This is the first in a five-part series exploring the potential of unified deep learning with CPU, GPU and FGPA technologies. This post explores the machine learning potential of combining different advanced technologies.
Deep learning and complex machine learning has quickly become one of the most important computationally intensive applications for a wide variety of fields. The combination of large data sets, high-performance computational capabilities, and evolving and improving algorithms has enabled many successful applications which were previously difficult or impossible to consider.
This series explores the challenges of deep learning training and inference, and discusses the benefits of a comprehensive approach for combining CPU, GPU, and FPGA technologies, along with the appropriate software frameworks in a unified deep learning architecture. Each of these hardware technologies offers unique benefits to the deep learning problem, and a properly designed system can take advantage of this combination. Moreover, the combination can provide unique capabilities that result in higher performance, better efficiency, greater flexibility, and a hedge against algorithm obsolescence compared to CPU/GPU and FPGA systems designed separately.

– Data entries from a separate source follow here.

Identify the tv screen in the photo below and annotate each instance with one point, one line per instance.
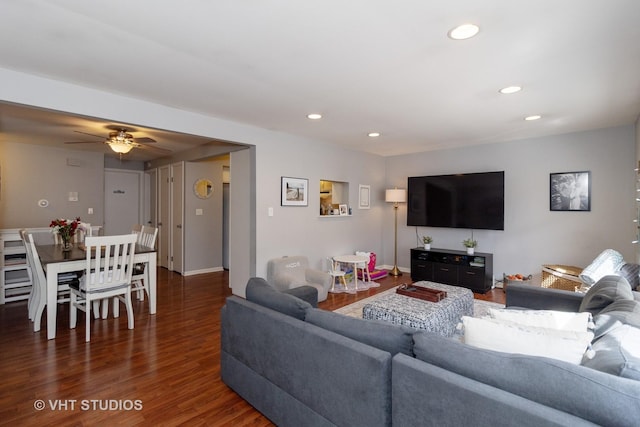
(472, 200)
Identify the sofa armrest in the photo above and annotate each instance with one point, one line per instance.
(537, 298)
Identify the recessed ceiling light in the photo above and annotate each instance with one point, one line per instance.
(463, 32)
(510, 89)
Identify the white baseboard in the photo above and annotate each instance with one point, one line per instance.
(203, 271)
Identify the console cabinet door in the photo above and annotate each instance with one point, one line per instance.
(445, 273)
(472, 278)
(421, 270)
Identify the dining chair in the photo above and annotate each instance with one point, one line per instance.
(108, 271)
(146, 237)
(38, 296)
(336, 273)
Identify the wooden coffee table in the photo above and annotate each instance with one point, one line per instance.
(440, 317)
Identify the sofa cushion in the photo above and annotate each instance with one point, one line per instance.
(383, 335)
(551, 319)
(621, 312)
(510, 337)
(631, 272)
(618, 353)
(260, 292)
(589, 394)
(608, 262)
(607, 290)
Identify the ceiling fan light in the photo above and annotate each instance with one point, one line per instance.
(120, 147)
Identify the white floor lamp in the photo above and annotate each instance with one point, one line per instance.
(395, 196)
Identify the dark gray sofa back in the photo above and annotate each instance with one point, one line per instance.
(426, 395)
(299, 374)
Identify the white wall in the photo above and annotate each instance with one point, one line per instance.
(33, 172)
(301, 230)
(533, 234)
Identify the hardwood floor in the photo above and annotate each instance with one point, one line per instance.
(163, 372)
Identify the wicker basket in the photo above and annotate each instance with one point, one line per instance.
(561, 277)
(506, 282)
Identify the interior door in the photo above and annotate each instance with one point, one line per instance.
(122, 202)
(177, 216)
(164, 221)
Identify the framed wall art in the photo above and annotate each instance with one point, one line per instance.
(294, 191)
(570, 191)
(364, 196)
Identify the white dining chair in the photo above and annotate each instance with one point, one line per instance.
(336, 273)
(146, 237)
(108, 271)
(38, 296)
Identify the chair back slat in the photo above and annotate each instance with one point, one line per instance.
(146, 235)
(109, 262)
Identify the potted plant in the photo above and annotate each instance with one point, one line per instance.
(470, 244)
(427, 242)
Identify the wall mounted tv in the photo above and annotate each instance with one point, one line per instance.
(472, 200)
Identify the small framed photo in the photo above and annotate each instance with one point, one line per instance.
(294, 192)
(570, 191)
(364, 197)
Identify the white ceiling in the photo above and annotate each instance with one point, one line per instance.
(366, 65)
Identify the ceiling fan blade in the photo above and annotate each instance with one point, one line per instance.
(90, 134)
(156, 149)
(144, 140)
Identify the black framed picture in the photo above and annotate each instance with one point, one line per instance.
(570, 191)
(294, 191)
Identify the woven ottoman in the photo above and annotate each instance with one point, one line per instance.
(440, 317)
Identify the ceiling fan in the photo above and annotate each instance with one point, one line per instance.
(121, 141)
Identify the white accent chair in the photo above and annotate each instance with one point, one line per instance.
(293, 271)
(108, 271)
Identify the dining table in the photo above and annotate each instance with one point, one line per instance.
(55, 261)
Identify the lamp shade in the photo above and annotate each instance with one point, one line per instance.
(120, 147)
(396, 195)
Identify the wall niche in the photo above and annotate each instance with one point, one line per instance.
(334, 198)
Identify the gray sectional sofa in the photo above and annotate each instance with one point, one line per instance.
(301, 366)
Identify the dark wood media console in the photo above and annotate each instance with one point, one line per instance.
(453, 268)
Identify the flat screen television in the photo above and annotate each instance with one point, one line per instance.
(471, 200)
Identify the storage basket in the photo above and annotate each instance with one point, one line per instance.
(561, 277)
(506, 281)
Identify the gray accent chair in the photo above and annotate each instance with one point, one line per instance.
(291, 272)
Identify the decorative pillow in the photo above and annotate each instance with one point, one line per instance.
(550, 319)
(509, 337)
(607, 290)
(631, 272)
(618, 353)
(608, 262)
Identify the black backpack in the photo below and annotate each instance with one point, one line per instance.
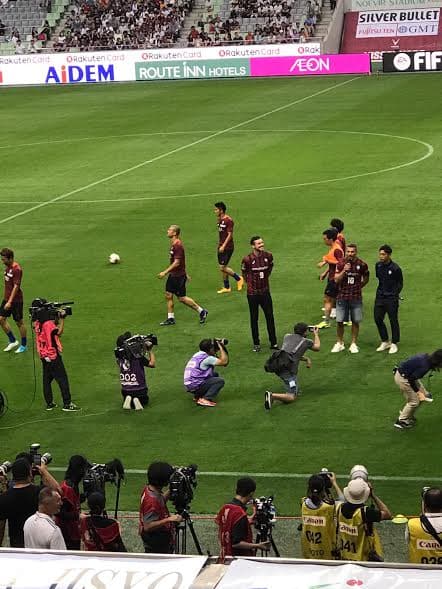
(279, 361)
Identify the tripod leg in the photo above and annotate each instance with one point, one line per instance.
(189, 522)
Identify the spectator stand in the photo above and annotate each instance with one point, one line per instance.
(121, 24)
(237, 22)
(27, 24)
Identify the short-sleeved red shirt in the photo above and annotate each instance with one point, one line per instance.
(13, 276)
(225, 226)
(177, 253)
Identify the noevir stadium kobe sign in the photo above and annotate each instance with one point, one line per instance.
(415, 61)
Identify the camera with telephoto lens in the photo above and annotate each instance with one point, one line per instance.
(326, 475)
(5, 468)
(182, 482)
(220, 342)
(265, 514)
(97, 475)
(37, 458)
(136, 346)
(42, 310)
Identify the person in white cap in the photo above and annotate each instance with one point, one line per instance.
(356, 537)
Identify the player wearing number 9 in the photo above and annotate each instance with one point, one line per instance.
(424, 534)
(256, 269)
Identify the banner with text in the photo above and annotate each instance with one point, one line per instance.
(392, 30)
(122, 66)
(40, 571)
(314, 65)
(244, 574)
(355, 5)
(419, 61)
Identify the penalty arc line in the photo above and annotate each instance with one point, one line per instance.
(174, 151)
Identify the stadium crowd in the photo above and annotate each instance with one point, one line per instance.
(122, 24)
(335, 524)
(275, 24)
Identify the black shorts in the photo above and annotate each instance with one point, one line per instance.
(224, 257)
(16, 310)
(331, 290)
(176, 285)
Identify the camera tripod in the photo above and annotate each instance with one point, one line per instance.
(181, 534)
(264, 534)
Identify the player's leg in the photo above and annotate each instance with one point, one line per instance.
(393, 311)
(254, 313)
(4, 313)
(341, 317)
(17, 314)
(379, 314)
(267, 307)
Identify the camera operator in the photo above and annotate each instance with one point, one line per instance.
(49, 349)
(69, 517)
(156, 528)
(294, 345)
(200, 379)
(132, 377)
(356, 537)
(20, 501)
(235, 532)
(98, 531)
(40, 530)
(318, 538)
(424, 534)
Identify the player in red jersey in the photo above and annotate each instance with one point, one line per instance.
(12, 303)
(225, 248)
(177, 278)
(256, 269)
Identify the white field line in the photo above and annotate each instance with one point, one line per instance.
(174, 151)
(284, 475)
(428, 146)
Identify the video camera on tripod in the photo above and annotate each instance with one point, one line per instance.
(181, 485)
(42, 310)
(264, 519)
(135, 346)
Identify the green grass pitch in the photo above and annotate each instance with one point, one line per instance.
(282, 176)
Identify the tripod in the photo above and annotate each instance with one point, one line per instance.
(264, 534)
(181, 534)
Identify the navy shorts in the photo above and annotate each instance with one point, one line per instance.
(176, 285)
(224, 257)
(331, 290)
(16, 310)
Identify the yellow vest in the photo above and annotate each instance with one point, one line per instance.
(318, 531)
(352, 540)
(422, 547)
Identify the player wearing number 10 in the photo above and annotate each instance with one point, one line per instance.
(256, 269)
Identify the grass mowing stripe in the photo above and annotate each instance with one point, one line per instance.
(174, 151)
(278, 475)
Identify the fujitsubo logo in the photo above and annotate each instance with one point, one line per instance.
(73, 74)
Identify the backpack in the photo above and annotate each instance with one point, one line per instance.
(279, 361)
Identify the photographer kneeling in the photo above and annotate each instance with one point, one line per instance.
(235, 531)
(68, 519)
(98, 531)
(48, 324)
(200, 379)
(318, 537)
(133, 354)
(291, 353)
(157, 526)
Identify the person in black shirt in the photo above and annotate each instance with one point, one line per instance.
(21, 500)
(390, 285)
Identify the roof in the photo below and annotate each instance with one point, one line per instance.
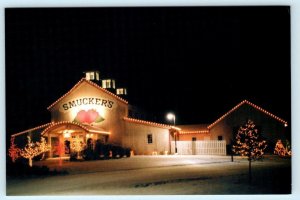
(32, 129)
(88, 128)
(92, 84)
(94, 129)
(193, 129)
(138, 121)
(254, 106)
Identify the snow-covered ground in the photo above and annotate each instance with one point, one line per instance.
(162, 175)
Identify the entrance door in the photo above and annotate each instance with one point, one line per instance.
(55, 146)
(67, 147)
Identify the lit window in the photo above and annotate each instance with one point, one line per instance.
(121, 91)
(108, 83)
(92, 76)
(104, 83)
(87, 76)
(149, 139)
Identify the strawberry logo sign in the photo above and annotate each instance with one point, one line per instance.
(88, 117)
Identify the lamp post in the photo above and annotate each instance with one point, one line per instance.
(171, 116)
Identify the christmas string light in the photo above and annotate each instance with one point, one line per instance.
(13, 151)
(254, 106)
(148, 123)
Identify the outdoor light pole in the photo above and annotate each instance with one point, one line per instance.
(171, 116)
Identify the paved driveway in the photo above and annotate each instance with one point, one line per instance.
(135, 162)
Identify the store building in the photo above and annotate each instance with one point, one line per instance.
(90, 111)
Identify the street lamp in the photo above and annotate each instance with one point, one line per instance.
(171, 116)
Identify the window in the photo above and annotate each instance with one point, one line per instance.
(149, 139)
(121, 91)
(87, 76)
(104, 83)
(108, 83)
(92, 76)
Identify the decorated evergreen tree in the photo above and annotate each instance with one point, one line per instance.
(249, 143)
(33, 149)
(13, 151)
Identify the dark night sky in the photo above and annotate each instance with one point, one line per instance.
(196, 61)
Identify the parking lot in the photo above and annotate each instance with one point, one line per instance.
(139, 175)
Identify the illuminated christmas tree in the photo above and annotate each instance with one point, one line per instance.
(249, 143)
(77, 146)
(13, 151)
(282, 151)
(33, 149)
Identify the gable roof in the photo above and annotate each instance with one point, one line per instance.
(254, 106)
(138, 121)
(92, 84)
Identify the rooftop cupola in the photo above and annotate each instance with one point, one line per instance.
(122, 92)
(92, 75)
(109, 84)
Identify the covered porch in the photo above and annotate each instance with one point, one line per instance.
(62, 135)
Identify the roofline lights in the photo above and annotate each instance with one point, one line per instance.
(253, 105)
(193, 132)
(147, 122)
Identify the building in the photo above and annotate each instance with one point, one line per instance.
(90, 111)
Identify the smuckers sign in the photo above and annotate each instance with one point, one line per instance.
(85, 101)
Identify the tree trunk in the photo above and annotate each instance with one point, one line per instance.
(250, 172)
(30, 162)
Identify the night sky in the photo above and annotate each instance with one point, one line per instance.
(198, 62)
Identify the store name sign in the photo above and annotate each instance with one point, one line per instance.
(86, 101)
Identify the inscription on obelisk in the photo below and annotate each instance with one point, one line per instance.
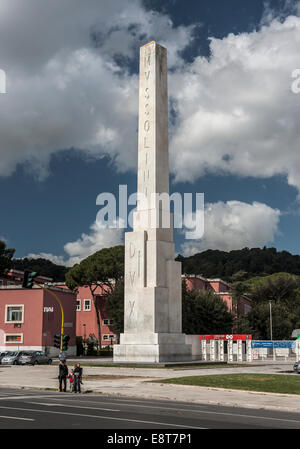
(152, 306)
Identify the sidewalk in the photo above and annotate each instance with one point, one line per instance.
(136, 383)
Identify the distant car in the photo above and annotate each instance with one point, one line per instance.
(3, 354)
(296, 367)
(35, 358)
(12, 357)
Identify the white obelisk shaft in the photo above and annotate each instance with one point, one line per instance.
(152, 318)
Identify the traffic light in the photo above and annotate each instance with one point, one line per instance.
(29, 278)
(66, 339)
(57, 340)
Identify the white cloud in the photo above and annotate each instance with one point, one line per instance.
(86, 245)
(235, 225)
(64, 88)
(236, 113)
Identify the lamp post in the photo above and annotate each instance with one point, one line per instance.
(271, 325)
(271, 328)
(84, 338)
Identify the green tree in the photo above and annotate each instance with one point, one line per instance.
(6, 255)
(104, 268)
(204, 312)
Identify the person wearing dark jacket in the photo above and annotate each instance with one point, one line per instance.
(62, 375)
(77, 378)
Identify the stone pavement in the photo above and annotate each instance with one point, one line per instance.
(136, 383)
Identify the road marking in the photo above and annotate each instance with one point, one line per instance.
(192, 410)
(104, 417)
(73, 406)
(16, 417)
(23, 397)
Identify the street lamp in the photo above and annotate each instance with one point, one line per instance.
(84, 339)
(271, 325)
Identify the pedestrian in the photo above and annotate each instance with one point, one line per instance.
(71, 379)
(77, 378)
(62, 375)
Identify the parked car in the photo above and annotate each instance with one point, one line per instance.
(35, 358)
(12, 357)
(2, 354)
(296, 367)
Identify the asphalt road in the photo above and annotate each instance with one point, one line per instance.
(29, 409)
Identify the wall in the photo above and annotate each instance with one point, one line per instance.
(31, 328)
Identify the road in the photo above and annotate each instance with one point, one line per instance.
(28, 409)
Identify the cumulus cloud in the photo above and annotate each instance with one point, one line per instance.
(236, 112)
(235, 225)
(97, 239)
(65, 88)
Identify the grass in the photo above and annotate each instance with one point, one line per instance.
(271, 383)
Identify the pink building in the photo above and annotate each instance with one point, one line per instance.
(86, 318)
(29, 319)
(221, 288)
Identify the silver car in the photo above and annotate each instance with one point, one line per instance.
(35, 358)
(296, 367)
(12, 357)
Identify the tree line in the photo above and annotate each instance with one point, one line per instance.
(203, 312)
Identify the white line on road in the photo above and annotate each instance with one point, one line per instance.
(104, 417)
(16, 417)
(73, 406)
(193, 411)
(23, 397)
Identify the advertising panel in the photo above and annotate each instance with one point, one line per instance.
(227, 337)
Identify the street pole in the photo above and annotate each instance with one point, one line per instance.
(271, 331)
(61, 308)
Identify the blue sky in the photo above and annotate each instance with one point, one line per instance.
(69, 119)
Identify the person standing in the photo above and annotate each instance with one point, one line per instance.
(77, 378)
(62, 375)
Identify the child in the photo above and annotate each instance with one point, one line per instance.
(71, 379)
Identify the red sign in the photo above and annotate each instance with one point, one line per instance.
(227, 337)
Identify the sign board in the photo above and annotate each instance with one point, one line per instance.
(272, 344)
(62, 356)
(227, 337)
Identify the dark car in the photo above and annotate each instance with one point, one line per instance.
(296, 367)
(3, 354)
(12, 357)
(35, 358)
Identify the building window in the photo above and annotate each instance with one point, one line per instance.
(14, 338)
(108, 337)
(107, 322)
(14, 314)
(87, 305)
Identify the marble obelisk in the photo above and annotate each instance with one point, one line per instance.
(152, 316)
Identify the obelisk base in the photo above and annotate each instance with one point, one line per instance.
(152, 348)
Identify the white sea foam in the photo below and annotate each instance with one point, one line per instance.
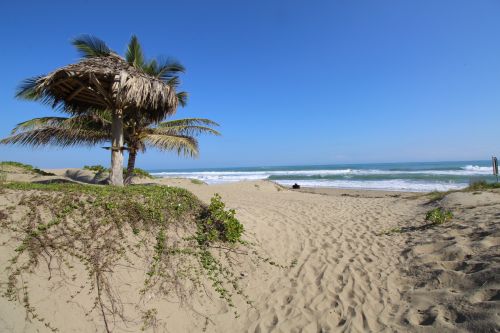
(405, 183)
(469, 170)
(386, 185)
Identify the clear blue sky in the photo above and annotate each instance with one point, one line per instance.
(291, 82)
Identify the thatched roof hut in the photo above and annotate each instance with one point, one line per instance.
(105, 82)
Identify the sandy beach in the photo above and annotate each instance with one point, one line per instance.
(351, 274)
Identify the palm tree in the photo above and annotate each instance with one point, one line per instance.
(103, 80)
(174, 135)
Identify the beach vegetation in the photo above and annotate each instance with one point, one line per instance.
(438, 215)
(220, 224)
(186, 245)
(435, 196)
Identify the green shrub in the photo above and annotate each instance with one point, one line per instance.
(438, 216)
(220, 224)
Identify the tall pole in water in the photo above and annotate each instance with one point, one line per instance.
(494, 162)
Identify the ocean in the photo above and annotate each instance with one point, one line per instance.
(414, 177)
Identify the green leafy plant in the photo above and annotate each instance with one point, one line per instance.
(188, 246)
(221, 224)
(438, 215)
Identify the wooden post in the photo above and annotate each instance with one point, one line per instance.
(494, 162)
(116, 174)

Aside from the underlying hardware approaches, a unified software environment is necessary to provide a clean interface to the application layer. This needs to account for several factors, including framework support, different compiler and code generator technologies, and optimization support for the underlying hardware engines. Higher-level frameworks (e.g., TensorFlow, Theano) can effectively hide most heterogeneity from application developers as well as enable portability across different systems. This is a powerful enabler for heterogeneous hardware. For application developers working below the framework level, the AMD ROCm and MIopen software frameworks are discussed as an example of a unified software environment applicable to a CPU and GPU solution. FPGAs are primarily used for inference, and the xfDNN middleware from Xilinx captures the software features essential for implementing deep learning inference on FPGAs.
[clickToTweet tweet=”Deep learning has quickly become one of the most important computationally intensive applications. #hpc” quote=”Deep learning has quickly become one of the most important computationally intensive applications. #hpc”]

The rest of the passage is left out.